Andere wollten einzigartig sein und über das Mittelmaß herausragen. „Es genügt aber, wenn ich mein Bestes gebe und meinen Mitmenschen auch mal den Vortritt lasse. Je mehr man sich verausgabt, desto verletzlicher wird man“, betonte die Referentin. „The winner takes it all“ – wer möchte da zu den Verlierern gehören? Aber was ist wirklich Gewinn und was Verlust? Hier riet Eva-Maria Wanner: „Haben Sie den Mut, auch mal die zweite Geige zu sein, davon gibt es nicht nur mehrere, sondern die erste könnte nicht ohne sie.“ Wer immer den ersten Platz einnehmen wolle, stehe unter der Fuchtel des Hochmuts und nehme seine momentane Lebensaufgabe nur als bedeutungslos wahr. Wer es allen recht machen möchte, hat ganz schlechte Karten, denn er stellt sich eine unerfüllbare Aufgabe und lässt sich komplett fremd bestimmen, so ihre Einordnung.

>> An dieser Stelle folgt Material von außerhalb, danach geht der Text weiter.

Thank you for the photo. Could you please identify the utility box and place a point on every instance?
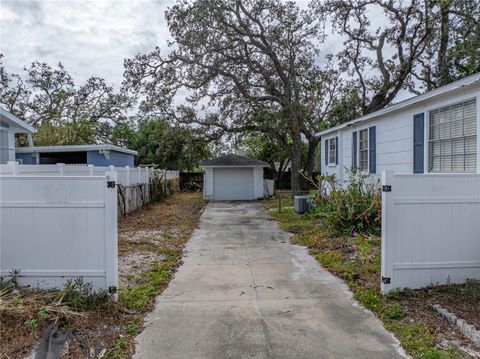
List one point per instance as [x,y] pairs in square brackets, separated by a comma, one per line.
[301,204]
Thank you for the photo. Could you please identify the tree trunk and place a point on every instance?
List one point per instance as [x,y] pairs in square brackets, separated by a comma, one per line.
[443,70]
[311,156]
[296,158]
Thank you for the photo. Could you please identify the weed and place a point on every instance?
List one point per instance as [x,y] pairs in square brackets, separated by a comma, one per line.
[139,296]
[415,338]
[394,294]
[42,314]
[370,300]
[353,206]
[120,346]
[32,323]
[132,329]
[394,312]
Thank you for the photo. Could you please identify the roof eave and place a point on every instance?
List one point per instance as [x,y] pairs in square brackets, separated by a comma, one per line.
[21,125]
[469,81]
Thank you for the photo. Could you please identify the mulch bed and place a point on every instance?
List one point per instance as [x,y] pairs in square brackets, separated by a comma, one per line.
[166,224]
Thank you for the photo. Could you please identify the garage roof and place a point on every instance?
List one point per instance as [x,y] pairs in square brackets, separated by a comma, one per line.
[232,160]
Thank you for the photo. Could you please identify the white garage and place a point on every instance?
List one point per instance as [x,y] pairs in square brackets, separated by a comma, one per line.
[233,178]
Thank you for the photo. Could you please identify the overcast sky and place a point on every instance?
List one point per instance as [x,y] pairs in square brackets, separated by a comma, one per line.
[87,37]
[92,38]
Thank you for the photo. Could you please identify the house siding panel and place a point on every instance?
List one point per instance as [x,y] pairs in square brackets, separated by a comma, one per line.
[117,159]
[394,136]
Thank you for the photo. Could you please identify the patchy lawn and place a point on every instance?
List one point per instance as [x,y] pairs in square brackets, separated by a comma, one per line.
[151,242]
[408,314]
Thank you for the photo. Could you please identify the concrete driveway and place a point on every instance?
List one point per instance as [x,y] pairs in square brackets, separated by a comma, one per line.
[245,292]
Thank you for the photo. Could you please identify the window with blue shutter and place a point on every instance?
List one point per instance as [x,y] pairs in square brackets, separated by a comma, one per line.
[336,150]
[326,152]
[418,143]
[372,147]
[354,150]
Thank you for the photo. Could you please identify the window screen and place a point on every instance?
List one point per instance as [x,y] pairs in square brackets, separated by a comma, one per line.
[332,153]
[452,138]
[363,149]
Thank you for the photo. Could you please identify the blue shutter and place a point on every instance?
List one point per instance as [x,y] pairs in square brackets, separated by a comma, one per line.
[354,150]
[326,152]
[418,142]
[336,150]
[372,149]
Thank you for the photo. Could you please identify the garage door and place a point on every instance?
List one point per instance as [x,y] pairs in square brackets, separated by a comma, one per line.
[231,184]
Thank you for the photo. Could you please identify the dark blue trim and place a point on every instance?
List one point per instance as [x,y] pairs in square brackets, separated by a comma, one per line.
[354,150]
[326,152]
[336,150]
[372,150]
[418,142]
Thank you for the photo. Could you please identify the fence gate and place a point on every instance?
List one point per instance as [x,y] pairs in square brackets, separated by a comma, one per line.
[54,228]
[430,229]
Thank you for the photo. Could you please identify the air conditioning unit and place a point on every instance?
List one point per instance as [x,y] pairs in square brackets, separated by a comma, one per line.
[301,204]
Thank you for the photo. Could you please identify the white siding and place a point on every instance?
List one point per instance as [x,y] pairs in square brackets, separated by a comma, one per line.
[208,183]
[394,136]
[7,145]
[257,182]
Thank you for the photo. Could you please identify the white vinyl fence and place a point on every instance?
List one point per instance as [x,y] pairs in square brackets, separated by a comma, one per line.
[53,228]
[125,176]
[133,183]
[430,229]
[268,188]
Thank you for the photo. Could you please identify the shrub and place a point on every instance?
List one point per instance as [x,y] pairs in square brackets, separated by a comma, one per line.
[353,206]
[79,295]
[394,312]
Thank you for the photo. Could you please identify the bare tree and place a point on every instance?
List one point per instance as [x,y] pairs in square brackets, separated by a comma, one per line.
[454,46]
[252,62]
[49,96]
[380,59]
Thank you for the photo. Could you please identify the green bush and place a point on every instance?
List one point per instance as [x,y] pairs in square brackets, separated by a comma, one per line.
[394,312]
[79,295]
[353,206]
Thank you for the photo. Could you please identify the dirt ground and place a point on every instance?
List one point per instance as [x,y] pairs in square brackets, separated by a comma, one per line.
[108,332]
[461,300]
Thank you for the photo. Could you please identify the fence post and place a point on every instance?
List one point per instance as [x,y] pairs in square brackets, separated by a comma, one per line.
[14,167]
[112,173]
[387,222]
[111,239]
[128,176]
[60,168]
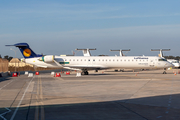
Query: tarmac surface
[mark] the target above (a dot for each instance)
(143, 95)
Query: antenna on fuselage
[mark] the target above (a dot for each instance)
(120, 51)
(160, 50)
(86, 52)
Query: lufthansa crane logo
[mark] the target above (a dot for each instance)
(27, 52)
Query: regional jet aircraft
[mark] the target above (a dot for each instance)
(86, 63)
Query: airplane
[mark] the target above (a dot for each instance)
(86, 52)
(172, 61)
(86, 63)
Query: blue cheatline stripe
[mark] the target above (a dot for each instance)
(63, 62)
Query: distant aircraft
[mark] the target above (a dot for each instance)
(86, 63)
(172, 61)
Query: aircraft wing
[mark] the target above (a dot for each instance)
(87, 67)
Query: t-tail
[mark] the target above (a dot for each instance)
(26, 50)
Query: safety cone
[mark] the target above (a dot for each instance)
(58, 75)
(37, 73)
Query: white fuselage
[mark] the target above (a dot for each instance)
(103, 62)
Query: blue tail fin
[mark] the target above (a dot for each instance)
(26, 50)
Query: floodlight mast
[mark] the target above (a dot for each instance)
(86, 52)
(120, 51)
(160, 50)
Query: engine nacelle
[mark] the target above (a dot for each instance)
(47, 58)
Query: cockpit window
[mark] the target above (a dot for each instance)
(162, 59)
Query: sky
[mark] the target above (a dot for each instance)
(60, 26)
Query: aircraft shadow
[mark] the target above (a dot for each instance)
(147, 108)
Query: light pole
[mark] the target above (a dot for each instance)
(15, 57)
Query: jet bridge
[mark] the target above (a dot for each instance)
(120, 51)
(86, 52)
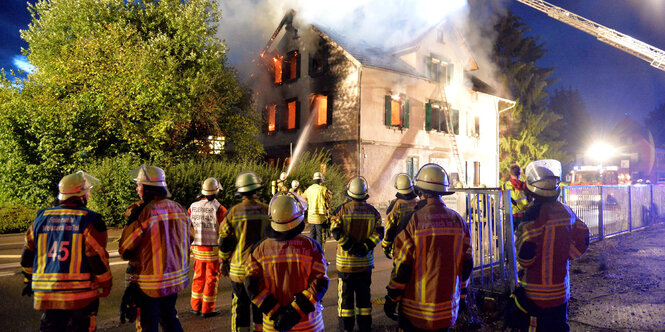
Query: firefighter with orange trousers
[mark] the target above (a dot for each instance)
(64, 259)
(405, 201)
(286, 273)
(242, 228)
(156, 242)
(550, 236)
(356, 225)
(433, 260)
(206, 215)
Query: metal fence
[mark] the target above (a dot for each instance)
(607, 211)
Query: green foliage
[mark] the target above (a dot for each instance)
(117, 189)
(15, 218)
(112, 77)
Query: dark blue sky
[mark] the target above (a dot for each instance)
(610, 81)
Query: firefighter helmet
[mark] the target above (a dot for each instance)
(77, 184)
(403, 184)
(210, 187)
(247, 181)
(150, 175)
(433, 178)
(285, 212)
(357, 188)
(543, 177)
(318, 176)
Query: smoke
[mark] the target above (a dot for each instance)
(246, 25)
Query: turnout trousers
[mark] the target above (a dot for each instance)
(206, 279)
(240, 310)
(356, 286)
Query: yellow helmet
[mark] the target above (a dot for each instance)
(403, 184)
(210, 187)
(247, 181)
(76, 185)
(150, 175)
(357, 188)
(433, 178)
(285, 212)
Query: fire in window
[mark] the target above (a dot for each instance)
(277, 69)
(291, 108)
(397, 111)
(271, 118)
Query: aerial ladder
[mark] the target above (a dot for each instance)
(654, 56)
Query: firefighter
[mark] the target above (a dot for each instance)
(206, 215)
(279, 185)
(356, 225)
(404, 203)
(286, 273)
(64, 259)
(517, 196)
(318, 199)
(242, 228)
(156, 243)
(550, 236)
(433, 260)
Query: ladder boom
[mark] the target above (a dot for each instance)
(653, 55)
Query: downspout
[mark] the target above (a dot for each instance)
(360, 76)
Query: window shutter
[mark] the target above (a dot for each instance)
(406, 114)
(330, 110)
(388, 118)
(428, 116)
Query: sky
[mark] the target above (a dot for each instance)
(610, 81)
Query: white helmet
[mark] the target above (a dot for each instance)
(543, 177)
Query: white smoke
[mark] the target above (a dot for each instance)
(246, 25)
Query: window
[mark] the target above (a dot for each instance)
(439, 70)
(291, 67)
(397, 111)
(436, 119)
(322, 106)
(473, 125)
(412, 166)
(277, 69)
(271, 118)
(291, 117)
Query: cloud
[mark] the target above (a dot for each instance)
(21, 62)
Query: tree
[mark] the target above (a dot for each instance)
(655, 122)
(112, 77)
(530, 130)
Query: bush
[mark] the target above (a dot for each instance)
(117, 189)
(15, 218)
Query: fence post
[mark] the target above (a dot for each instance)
(601, 207)
(630, 208)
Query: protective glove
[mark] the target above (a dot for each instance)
(390, 308)
(27, 290)
(359, 250)
(225, 268)
(286, 318)
(128, 306)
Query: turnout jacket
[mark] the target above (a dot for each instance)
(65, 257)
(242, 228)
(206, 215)
(317, 197)
(157, 247)
(432, 262)
(288, 273)
(552, 236)
(355, 222)
(398, 208)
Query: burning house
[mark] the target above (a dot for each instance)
(380, 112)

Dann gibt es laut Eva-Maria Wanner noch die Kontrolleure, die am liebsten alles selbst machen, um nichts dem Zufall zu überlassen. „Das Leben kann man nicht wirklich kontrollieren, es ist ein Prozess, der sich nicht nur entwickelt, sondern seine eigene Wege gehen möchte“, unterstrich die Rednerin.
Das krasse Gegenteil seien jene Menschen, die an Minderwertigkeitskomplexen leiden und sich stets beweisen müssen. Hinter all dieser Anspannung stehe der Wunsch, geliebt zu werden, doch kein Mensch kann diese Sehnsucht erfüllen, sie sei im Göttlichen zu suchen.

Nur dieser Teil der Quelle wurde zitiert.